VAT and Flat-Rate Entrepreneurs: When You Enter the VAT System
As a flat-rate entrepreneur, you rarely think about VAT until your business suddenly takes off and invoices start to pile up. Then comes a question that catches many people off guard: when do I have to enter the VAT system and what does that actually mean for my business? In this article we walk through the threshold, voluntary registration, and the obligations that await you once you become a VAT payer.
The threshold of 8,000,000 dinars: how it is actually calculated
The threshold for entering the VAT system is a turnover of 8,000,000 dinars. As soon as you cross it, you lose the right to flat-rate taxation and become a VAT payer. What many people confuse is the way this limit is tracked.
Unlike the flat-rate limit of 6,000,000 dinars, which is calculated per calendar year (1 Jan – 31 Dec), the VAT threshold is viewed as a rolling period of 365 consecutive days. This means that from any given day you can look back 365 days and add up the turnover. That total must never exceed 8 million. The limit, therefore, does not reset with the new year.
Turnover includes the value of issued invoices (not collected payments), with the relevant date being the date of the supply, i.e. the invoice date. Certain services provided to foreign clients (e.g. programming, consulting, and electronically supplied services) are treated separately and do not always count toward this total, so here it is always wise to check the specific case with your accountant.
Voluntary VAT registration: when it makes sense
You don’t have to wait until you cross the threshold. Even if your turnover is below 8 million, you can voluntarily register as a VAT payer. This is not mandatory, but in some situations it can pay off.
Voluntary registration most often makes sense in these cases:
- Your clients are mostly VAT payers, so the VAT you charge is not a cost to them (they can deduct it as input tax).
- You have significant purchases (equipment, software, services) with input VAT that you could deduct.
- You are planning rapid growth and want to avoid an abrupt change of system mid-year.
Important: a flat-rate entrepreneur cannot be in the VAT system and retain flat-rate status at the same time. By entering VAT (whether mandatory or voluntary) you switch to double-entry bookkeeping.
How registration is carried out
The application for VAT registration is submitted on the EPPDV form electronically, via the Tax Administration’s ePorezi portal. In the case of mandatory registration, the application is submitted no later than the deadline for filing the first periodic tax return after the threshold has been exceeded.

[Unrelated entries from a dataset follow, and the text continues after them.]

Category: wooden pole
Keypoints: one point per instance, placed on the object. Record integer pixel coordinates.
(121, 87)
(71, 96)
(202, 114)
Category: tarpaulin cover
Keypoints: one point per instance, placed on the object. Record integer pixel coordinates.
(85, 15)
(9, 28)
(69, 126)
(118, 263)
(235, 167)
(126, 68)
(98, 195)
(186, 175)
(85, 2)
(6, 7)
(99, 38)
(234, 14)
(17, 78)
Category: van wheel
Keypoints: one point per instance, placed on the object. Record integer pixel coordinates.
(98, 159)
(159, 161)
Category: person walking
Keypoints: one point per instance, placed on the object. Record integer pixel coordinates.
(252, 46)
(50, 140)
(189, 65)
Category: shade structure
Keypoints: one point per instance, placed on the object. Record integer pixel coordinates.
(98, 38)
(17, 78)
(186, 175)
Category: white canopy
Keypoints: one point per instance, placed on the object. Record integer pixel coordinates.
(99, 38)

From the moment you become a payer, you are required to state and calculate VAT on subsequent invoices. If on the date of registration you have stock of goods, an inventory list of goods is also submitted with the application.
Obligations of a VAT payer
Entering VAT means more serious administration than a flat-rate entrepreneur had. Here are the key obligations:
- VAT calculation on turnover at the prescribed rates: the standard rate is 20%, and the special (reduced) rate is 10% for goods and services specified by law.
- The PPPDV tax return is filed electronically, within 15 days of the end of the tax period.
- The tax period is monthly or quarterly. New payers file monthly in the current and the following calendar year; anyone who achieves turnover over 50,000,000 dinars in the previous 12 months is required to be on a monthly period.
- Double-entry bookkeeping and records (the book of received and issued invoices).
- Electronic invoicing (SEF) and recording of VAT in the electronic invoicing system within the prescribed deadlines.
In practice this means that from the day of registration you need an orderly bookkeeping process: issuing e-invoices with VAT, recording incoming and outgoing invoices, monthly or quarterly calculation, and timely filing of the return. Mistakes and delays here carry penalties, so it pays to have a system that works from day one.
Key takeaways
- The threshold for entering VAT is 8,000,000 dinars, measured over a rolling period of 365 days (not per calendar year).
- By crossing the threshold you automatically lose flat-rate status and become a VAT payer.
- Voluntary registration is possible even below the threshold; it makes sense when your clients are VAT payers or you have large input VAT.
- Registration is carried out using the EPPDV form via the ePorezi portal.
- Obligations: VAT calculation (20% / 10%), PPPDV return within 15 days of the end of the tax period, bookkeeping, and e-invoices (SEF).
Note: deadlines and thresholds change from time to time through regulations, and every situation has its own specifics. Before making concrete decisions, check the current data or contact your accountant. If you need help with entering VAT or with assessing whether voluntary registration pays off for you, get in touch.
Sources
Machine-translated (AI). The original is in Serbian.